Julia pretended to examine his books. “I’m not very familiar with his work,” she said finally. “So I couldn’t really say.”

He felt like hugging her. He poured himself another sambuca instead. “I’m sorry there's nowhere to sit.”

“I’m sorry I’m all gross from tennis.” She sat down on his mattress, which was at least covered with a blanket.

“Do you always smoke after tennis?” he couldn’t help asking.

“It calms me down.”

“Still, you shouldn’t-”

“I’ve been having this dream,” she said. She stretched her legs out in front of her and crossed her ankles. “Actually it's kind of a nightmare.”

“Oh,” said Zubin. Students’ nightmares were certainly among the things that should be discussed in the living room.

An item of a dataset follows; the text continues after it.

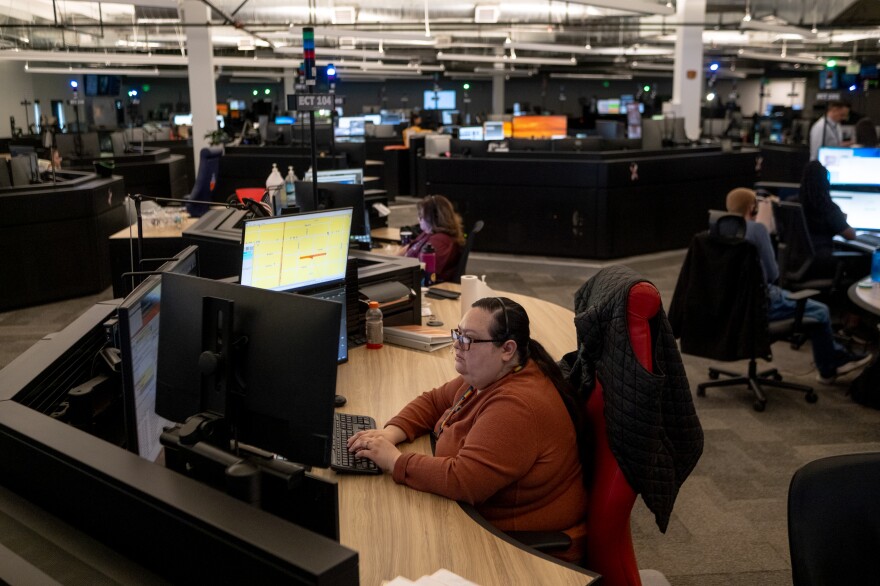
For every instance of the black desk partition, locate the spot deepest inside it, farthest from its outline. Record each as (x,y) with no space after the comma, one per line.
(181,530)
(54,238)
(605,205)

“Have you ever been to New Hampshire?”

“What?”

“I’ve been having this dream that I’m in New Hampshire. There's a frozen pond where you can skate outside.”

“That must be nice.”

“I saw it in a movie,” she admitted. “But I think they have them- anyway. In the dream I’m not wearing skates. I’m walking out onto the pond, near the woods, and it's snowing. I’m walking on the ice but I’m not afraid-everything's really beautiful. And then I look down and there's this thing-this dark spot on the ice. There are some mushrooms growing, on the dark spot. I’m worried that someone skating will trip on them, so I bend down to pick them.”

Her head was bent now; she was peeling a bit of rubber from the sole of her sneaker.

“That's when I see the guy.”

“The guy.”

“The guy in the ice. He's alive, and even though he can’t move, he sees me. He's looking up and reaching out his arms and just his fingers are coming up-just the tips of them through the ice. Like white mushrooms.”

“Jesus,” Zubin said.

She misunderstood. “No-just a regular guy.”

“That's a bad dream.”

“Yeah, well,” she said proudly. “I thought maybe you could use it.”

“Sorry?”

“In the essay.”

Zubin poured himself another sambuca. “I don’t know if I can write the essay.”

“You have to.” Her expression changed instantly. “I have the money-I could give you a check now even.”

“It's not the money.”

“Because it's dishonest?” she said in a small voice.

“I-” But he couldn’t explain why he couldn’t manage to write even a college essay, even to himself. “I’m sorry.”

She looked as if she’d been about to say something else, and then changed her mind. “Okay,” she said dejectedly. “I’ll think of something.”

She looked around for her racket, which she’d propped up against the bookshelf. He didn’t want her to go yet.

“What kind of a guy is he?”

“Who?”

“The guy in the ice-is he your age?”

Julia shook her head. “He's old.”

Zubin sat down on the bed, at what he judged was a companionable distance. “Like a senior citizen?”

“No, but older than you.”

“Somewhere in that narrow window between me and senior citizenship.”

“You’re not old,” she said seriously.

“Thank you.” The sambuca was making him feel great. They could just sit here, and get drunk and do nothing, and it would be fun, and there would be no consequences; he could stop worrying for tonight, and give himself a little break.

He was having that comforting thought when her head dropped lightly to his shoulder.